Jonah won the largest lottery payout in state history: $87 million.

He had purchased the ticket five years after I'd won his case, securing a disability from the railroad that paid him $26,000 a year plus medical benefits for life.

"I couldn't believe it when I saw your name in the phone book.

I told Mary when I saw your name it had to be you, or your kid.

How many Paul Madrianis could there be? Especially lawyers."

"One of a kind," says Harry. "Broke the mold."

"So what can we do for you?" I ask.

"It's our daughter," says Jonah. "I don't think you've ever met Jessica."

"I don't think so."

"I went to the police. But they said it wasn't a criminal matter.

Can you believe it? She's kidnapped my granddaughter, and the police tell me it isn't criminal. They can't get involved."

"Kidnapped? "I ask.

"I don't know what else to call it. For three weeks now, going on a month, I been runnin' around like a chicken without my head.

Going to the police. Following up with the lawyer we hired."

"There's another lawyer?"

"Yeah, but he can't do anything. Supposedly nobody can."

"Calm down. Tell me what happened."

"My granddaughter, Amanda, is eight years old. She's lived with us, Mary and me, almost since the day she was born."

"She's your daughter's child?"

"Jessica gave her birth, if that's what you mean," he says. "She's not what you would call a good mother. Jessica's had problems with drugs.

Been in and out of jail." He pauses to look at Harry and me.

"The fact is, she spent two years in the women's correctional facility at Corona." This is not jail, but state prison. Harry lifts an eyebrow in question and before he can put it to words, Jonah responds.

"For drugs. She was caught transporting a quantity of cocaine across the border for a dealer down in Mexico. God knows where she meets these people. We paid for her attorney. He made some kind of a deal with the federal government so that she could serve her time in a state facility rather than a federal penitentiary, supposedly so she could be closer to Amanda. The fact is, she's never really shown much interest in Mandy.

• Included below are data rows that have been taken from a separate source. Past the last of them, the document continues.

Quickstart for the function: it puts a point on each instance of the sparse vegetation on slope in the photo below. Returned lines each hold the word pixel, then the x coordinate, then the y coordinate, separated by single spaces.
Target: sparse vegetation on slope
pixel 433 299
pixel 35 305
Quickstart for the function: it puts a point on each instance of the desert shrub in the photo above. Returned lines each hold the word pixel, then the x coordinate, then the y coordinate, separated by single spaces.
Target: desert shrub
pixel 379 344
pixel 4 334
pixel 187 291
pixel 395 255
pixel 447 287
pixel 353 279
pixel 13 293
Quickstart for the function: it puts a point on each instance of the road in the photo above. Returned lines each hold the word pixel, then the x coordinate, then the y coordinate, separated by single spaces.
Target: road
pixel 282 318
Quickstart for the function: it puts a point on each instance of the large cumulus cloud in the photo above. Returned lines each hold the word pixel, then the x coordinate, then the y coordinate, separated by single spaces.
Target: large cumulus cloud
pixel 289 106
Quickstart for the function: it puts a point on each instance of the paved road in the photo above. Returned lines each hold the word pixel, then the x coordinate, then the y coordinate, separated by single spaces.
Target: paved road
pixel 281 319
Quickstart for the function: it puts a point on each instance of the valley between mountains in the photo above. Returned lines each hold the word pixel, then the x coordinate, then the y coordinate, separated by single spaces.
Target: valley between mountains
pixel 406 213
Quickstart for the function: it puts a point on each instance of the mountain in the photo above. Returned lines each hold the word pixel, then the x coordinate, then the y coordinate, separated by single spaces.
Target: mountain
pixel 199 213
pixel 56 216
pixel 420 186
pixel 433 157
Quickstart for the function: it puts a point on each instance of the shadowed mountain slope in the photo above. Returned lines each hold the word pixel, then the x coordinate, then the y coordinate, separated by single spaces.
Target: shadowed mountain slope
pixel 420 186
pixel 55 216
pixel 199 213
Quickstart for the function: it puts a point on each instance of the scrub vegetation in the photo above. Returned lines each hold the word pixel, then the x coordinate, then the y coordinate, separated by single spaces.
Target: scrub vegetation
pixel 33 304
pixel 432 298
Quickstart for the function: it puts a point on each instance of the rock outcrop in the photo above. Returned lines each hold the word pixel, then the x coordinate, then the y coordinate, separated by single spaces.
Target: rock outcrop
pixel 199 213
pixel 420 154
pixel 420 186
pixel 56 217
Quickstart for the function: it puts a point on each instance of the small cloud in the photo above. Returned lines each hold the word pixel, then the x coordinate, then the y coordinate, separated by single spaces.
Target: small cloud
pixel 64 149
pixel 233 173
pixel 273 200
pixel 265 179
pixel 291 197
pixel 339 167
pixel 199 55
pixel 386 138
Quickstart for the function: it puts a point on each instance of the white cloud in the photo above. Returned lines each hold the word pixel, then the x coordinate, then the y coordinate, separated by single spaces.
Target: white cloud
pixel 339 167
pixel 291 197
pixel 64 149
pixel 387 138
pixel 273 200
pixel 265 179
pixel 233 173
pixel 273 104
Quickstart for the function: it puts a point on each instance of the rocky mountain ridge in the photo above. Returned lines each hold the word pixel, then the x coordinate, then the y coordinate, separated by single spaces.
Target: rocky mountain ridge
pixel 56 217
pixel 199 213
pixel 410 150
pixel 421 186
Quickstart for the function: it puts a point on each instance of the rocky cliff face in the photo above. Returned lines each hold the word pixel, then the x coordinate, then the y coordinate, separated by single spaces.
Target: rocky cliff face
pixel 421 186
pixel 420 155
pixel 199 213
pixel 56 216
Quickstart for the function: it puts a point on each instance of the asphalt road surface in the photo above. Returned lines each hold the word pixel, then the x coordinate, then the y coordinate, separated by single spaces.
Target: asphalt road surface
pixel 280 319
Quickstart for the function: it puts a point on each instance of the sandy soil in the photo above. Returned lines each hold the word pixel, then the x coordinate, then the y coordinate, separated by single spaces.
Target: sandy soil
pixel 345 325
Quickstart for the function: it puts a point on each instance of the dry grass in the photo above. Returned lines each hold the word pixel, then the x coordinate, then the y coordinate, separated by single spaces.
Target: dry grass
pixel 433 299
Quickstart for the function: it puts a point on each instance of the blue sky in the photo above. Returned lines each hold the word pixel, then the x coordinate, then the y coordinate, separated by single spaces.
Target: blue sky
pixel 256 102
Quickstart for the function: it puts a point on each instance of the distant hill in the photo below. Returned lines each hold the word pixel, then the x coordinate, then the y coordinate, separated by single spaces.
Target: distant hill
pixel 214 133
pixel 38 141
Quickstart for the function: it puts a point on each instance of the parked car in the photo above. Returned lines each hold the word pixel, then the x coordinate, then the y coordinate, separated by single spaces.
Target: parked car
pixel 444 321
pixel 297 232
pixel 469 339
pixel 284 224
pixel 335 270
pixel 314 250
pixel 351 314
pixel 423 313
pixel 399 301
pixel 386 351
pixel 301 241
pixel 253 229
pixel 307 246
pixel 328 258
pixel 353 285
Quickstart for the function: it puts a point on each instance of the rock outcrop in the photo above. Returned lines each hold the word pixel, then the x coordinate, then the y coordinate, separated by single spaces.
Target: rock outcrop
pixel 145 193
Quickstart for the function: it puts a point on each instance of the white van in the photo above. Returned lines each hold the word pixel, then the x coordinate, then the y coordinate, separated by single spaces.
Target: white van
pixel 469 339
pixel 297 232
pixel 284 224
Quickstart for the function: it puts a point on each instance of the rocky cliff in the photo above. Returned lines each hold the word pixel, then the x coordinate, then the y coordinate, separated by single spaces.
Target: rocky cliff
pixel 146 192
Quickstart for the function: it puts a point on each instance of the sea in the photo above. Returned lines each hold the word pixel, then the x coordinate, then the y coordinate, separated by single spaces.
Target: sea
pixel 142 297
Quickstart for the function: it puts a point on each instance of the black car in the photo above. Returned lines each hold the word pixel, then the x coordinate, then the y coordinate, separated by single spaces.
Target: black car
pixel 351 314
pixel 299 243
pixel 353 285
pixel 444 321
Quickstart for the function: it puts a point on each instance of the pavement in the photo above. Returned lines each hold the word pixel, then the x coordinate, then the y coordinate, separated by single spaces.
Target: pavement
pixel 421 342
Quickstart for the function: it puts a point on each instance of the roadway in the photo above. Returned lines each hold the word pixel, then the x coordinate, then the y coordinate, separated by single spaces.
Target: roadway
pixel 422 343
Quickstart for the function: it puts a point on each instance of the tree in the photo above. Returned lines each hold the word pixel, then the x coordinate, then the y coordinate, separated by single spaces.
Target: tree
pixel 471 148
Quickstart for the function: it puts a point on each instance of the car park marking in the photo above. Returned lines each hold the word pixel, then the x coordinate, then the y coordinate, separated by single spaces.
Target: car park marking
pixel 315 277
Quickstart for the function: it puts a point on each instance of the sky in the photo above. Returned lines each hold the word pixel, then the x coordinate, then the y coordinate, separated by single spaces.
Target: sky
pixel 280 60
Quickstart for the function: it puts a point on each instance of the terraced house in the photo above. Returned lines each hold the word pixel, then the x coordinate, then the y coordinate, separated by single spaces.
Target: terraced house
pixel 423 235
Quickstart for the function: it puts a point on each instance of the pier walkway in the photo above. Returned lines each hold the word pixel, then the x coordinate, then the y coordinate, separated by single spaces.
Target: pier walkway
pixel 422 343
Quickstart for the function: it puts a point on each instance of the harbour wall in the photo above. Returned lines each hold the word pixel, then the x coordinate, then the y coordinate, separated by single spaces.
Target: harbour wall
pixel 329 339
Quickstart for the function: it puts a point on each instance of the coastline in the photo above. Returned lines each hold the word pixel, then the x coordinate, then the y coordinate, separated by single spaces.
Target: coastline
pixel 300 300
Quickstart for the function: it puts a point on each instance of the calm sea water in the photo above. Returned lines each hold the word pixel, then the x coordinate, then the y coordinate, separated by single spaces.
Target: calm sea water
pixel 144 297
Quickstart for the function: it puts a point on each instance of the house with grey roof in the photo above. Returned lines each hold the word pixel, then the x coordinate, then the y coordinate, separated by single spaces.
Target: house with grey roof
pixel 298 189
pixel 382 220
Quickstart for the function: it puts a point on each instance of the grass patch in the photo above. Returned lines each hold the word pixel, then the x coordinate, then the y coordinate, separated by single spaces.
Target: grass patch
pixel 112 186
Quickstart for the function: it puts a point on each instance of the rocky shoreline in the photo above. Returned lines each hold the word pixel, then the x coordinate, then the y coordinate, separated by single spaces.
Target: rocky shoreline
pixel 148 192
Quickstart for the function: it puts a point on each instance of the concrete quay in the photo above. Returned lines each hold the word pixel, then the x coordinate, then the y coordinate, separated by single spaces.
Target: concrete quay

That's what we call her, Mary and I." He reaches into the inside of his coat and pulls out a small leather container. It looks as if it is designed to hold expensive fountain pens. He opens it, and I see cigars.

"Do you mind?" Mary shoots him a disapproving look.

Ordinarily my office is a smoke-free zone, but I make an exception.

He offers me one, but I decline. Harry accepts.

"My doctor says I shouldn't smoke. My only vice, besides the boat and fishing. Do you ever go out?" he asks. "Sport fishing?" I shake my head.

Jonah is wandering now, trying to avoid a painful subject.

"You should try it sometime. Soothes the soul. I'll take you out on the Amanda." The words stick in his throat for a second. "I named it after my granddaughter. She used to love to go out."